Parkinson’s disease is a severe neurodegenerative disorder, for which no efficient medication is yet developed. Cell replacement therapy is an attractive option for dopamine replacement using ventral midbrain dopamine neurons, however this approach is impeded by a low rate survival of the progeny tor/neurons. The authors utilized a neural tissue-specific IKVAV SAP hydrogel, shear-loaded with the chemokine Stromal cell-Derived Factor 1 and tested this approach in an animal model of Parkinson’s disease. This is an important area of research and the results will be interesting for the readership of IJMS.

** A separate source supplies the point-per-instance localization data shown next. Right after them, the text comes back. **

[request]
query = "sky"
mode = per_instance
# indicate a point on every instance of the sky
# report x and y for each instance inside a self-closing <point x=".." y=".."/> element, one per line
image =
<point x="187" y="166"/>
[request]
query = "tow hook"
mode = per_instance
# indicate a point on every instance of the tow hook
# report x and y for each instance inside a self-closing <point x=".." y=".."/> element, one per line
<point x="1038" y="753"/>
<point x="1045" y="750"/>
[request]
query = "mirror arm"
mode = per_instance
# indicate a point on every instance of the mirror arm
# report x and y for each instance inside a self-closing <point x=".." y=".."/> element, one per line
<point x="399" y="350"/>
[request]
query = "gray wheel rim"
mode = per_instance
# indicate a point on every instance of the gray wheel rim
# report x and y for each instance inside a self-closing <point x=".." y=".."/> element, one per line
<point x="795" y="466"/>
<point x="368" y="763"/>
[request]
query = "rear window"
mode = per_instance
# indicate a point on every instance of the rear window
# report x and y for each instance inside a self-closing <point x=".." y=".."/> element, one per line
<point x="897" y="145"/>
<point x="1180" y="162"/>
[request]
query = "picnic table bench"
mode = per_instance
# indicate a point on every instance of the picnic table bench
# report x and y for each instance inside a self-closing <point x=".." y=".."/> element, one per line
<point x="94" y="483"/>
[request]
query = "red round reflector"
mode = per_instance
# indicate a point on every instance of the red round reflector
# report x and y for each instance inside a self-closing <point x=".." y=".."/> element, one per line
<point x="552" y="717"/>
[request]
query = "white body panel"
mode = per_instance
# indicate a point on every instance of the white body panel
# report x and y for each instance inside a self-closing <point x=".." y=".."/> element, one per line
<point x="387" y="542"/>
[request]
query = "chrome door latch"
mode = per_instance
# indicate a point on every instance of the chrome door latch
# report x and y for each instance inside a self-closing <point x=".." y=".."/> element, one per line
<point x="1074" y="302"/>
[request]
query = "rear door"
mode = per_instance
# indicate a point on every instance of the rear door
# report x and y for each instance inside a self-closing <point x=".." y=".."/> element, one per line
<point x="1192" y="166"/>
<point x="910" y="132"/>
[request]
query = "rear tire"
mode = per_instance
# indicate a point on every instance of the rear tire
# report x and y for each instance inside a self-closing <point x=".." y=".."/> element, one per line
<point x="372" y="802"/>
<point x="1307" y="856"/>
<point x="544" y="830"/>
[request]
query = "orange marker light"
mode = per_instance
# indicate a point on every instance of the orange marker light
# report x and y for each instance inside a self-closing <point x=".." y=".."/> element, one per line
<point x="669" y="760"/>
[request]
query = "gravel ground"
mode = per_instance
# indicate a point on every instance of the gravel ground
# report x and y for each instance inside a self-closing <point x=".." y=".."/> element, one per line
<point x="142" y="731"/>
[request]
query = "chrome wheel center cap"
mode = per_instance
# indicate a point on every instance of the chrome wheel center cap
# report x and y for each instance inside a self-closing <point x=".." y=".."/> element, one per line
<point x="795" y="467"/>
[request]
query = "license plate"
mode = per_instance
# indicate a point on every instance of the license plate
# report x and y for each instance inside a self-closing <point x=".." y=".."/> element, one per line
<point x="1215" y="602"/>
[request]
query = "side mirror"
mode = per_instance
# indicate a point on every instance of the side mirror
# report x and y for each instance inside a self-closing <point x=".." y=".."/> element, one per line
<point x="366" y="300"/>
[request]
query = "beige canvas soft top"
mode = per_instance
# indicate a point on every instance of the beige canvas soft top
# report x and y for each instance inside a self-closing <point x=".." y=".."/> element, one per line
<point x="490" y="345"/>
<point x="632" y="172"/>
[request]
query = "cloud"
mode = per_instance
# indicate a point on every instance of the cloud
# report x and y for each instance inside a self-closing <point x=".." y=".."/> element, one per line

The following corrections should be made:

Introduction

1 The manuscript begins with the abbreviation of Parkinson’s disease as (PD), however, in the following text the full name is often used, alternation the name as Parkinson’s disease or  Parkinson’s Disease

2 After the sentence “Parkinson’s disease (PD) is a progressive neurodegenerative disorder where the loss of ventral midbrain (VM) dopamine (DA) neurons underpins disturbances in motor function” the authors should add a reference to a review on PD ”Emamzadeh  FN et al., Parkinson’s disease: Biomarkers, Treatment, and Risk Factors. Frontiers in Neuroscience, Neurodegeneration, 12, 61230, 2018.    https://doi.org/10.3389/fnins.2018.00612

Results

3 Figure 1 “Soluble SDF1 recombinant protein in media rapidly degraded (>90% degradation within minutes. The time scale is not appropriate for this figure. If degradation takes just minutes it is unclear why to present the 12 hour scale.

Discussion

4 “The utility of such functional biomimetic scaffolds may significantly improve the functional outcome of cell therapy for neural injuries, including Parkinson’s Disease.” This is very broad statement. The authors should present a brief description how they see the improvement.  

Methods

“Two aspartate amino acid residues were added to the N-terminus of the peptide to lower the pKa, ena- bling spontaneous self-assembling to occur under physiological conditions (pH 7.4), and resulted in a final peptide sequence DDIKVAV”

The style of the sentence should be corrected.